Top Korean businessman commits suicide

A top executive of South Korea’s Hyundai conglomerate who was embroiled in a scandal involving secret payments to North Korea, committed suicide on Monday according to police and company officials.

Chung Mong-hun was being investigated for fudging company books

Chung Mong-hun jumped from his 12th-story office in the Hyundai headquarters building in central Seoul.

Chung’s body was first found on the ground by his secretary and reported to police at around 0550 local time, said Park, a police officer at Seoul’s Chongno police station near the Hyundai headquarters.

Park said preliminary investigations showed that Chung appeared to have jumped four or five hours before his body was found.

Chung was on trial on charges stemming from allegations that his company helped former president Kim Dae-jung’s government secretly pay North Korea $100 million to get Pyongyang to agree to the summit between the Koreas.

In June, Chung was indicted on charges of doctoring company books to hide the money transfers. If convicted, he could have faced up to three years in prison.

So far eight former government and Hyundai officials have been indicted in the case.

Chung was a son of Chung Ju-young, the late founder of Hyundai, and had been leading Hyundai-Asan, a Hyundai subsidiary that runs a series of joint ventures with communist North Korea.
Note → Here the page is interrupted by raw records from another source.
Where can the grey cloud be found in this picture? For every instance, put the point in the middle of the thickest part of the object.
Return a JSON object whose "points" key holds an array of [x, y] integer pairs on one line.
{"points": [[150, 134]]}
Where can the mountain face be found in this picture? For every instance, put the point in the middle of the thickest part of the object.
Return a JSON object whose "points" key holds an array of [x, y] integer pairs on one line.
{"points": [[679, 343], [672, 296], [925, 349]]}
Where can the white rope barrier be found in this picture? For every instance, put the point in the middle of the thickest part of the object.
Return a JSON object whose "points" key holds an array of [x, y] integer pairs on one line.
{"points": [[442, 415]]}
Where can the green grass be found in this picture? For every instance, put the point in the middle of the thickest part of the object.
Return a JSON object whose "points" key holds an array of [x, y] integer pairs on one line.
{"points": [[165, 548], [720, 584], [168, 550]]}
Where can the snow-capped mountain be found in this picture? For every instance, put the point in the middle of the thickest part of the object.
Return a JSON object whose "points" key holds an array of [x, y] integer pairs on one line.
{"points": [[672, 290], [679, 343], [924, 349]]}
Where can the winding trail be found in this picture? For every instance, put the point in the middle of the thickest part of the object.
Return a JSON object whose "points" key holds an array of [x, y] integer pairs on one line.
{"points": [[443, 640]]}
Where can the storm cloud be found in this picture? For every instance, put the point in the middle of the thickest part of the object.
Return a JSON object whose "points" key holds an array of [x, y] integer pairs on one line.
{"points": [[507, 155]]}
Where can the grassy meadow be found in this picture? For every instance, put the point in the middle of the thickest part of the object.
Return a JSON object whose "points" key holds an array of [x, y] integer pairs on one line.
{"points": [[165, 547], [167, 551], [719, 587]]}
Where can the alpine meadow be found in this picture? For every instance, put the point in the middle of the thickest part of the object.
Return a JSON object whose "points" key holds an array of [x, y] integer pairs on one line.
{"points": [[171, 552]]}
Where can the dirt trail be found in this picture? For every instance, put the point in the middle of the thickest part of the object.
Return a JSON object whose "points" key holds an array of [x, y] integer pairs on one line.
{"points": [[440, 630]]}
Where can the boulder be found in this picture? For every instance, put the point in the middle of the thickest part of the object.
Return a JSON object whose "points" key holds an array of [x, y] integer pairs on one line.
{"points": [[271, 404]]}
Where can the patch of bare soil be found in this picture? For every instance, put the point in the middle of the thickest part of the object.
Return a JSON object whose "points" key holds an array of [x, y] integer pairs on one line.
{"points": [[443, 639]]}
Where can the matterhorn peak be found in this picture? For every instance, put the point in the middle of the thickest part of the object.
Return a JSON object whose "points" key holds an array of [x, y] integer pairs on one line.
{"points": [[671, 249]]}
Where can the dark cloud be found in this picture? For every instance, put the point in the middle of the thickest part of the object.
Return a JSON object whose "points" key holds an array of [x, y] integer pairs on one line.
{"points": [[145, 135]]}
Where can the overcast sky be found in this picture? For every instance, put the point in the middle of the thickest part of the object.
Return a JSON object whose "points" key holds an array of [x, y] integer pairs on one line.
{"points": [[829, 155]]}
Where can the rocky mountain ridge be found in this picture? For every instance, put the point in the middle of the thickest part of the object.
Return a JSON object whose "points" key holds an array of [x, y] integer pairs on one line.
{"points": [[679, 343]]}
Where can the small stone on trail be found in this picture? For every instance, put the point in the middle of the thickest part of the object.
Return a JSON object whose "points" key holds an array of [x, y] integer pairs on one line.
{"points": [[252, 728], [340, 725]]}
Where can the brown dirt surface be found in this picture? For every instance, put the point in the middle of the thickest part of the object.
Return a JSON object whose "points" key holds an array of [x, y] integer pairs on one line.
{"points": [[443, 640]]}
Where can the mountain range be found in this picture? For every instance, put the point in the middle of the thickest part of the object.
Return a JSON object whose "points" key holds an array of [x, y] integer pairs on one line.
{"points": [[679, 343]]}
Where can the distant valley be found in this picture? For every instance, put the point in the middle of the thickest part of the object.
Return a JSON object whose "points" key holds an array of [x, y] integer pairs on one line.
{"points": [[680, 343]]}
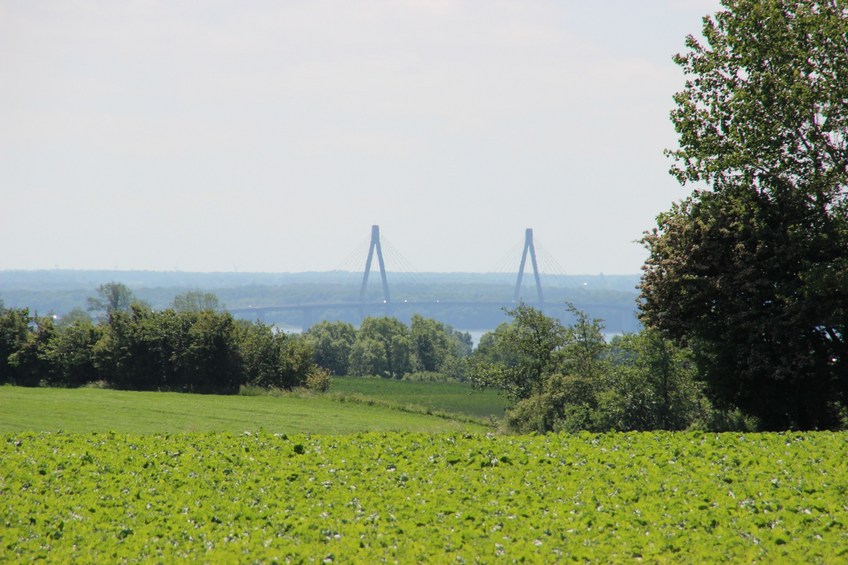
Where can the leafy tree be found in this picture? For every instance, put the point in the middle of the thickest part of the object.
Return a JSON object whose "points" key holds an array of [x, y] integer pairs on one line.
{"points": [[196, 301], [519, 355], [14, 333], [332, 343], [387, 343], [274, 359], [432, 343], [29, 362], [751, 271], [566, 394], [653, 386], [70, 353], [111, 297]]}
Hyundai Asan Co. Chairman Chung Mong-hun's body is carried away by South Korean police
Hyundai Asan Co. Chairman Chung Mong-hun’s body is carried away by South Korean police

Hyundai Asan Co. Chairman
Chung Mong-hun’s body is carried
away by South Korean police

Independent inquiry

An independent counsel appointed by President Roh Moo-hyun to investigate the scandal announced in June that Hyundai-Asan had sent $500 million to North Korea, but said only $400 million was a company investment.

The rest was raised and sent by Hyundai on behalf of the government, the counsell said.

All of the money was sent to Pyongyang through Hyundai-Asan shortly before the June 2000 summit, former president Kim’s crowning achievement, which helped him win the 2000 Nobel Peace Prize, the investigator said.

Independent counsel Song Doo-hwan did not characterise the cash transfer as a pay-off for the summit, but he said the government “aide” for North Korea was related to the meeting and had been sent secretly through improper channels.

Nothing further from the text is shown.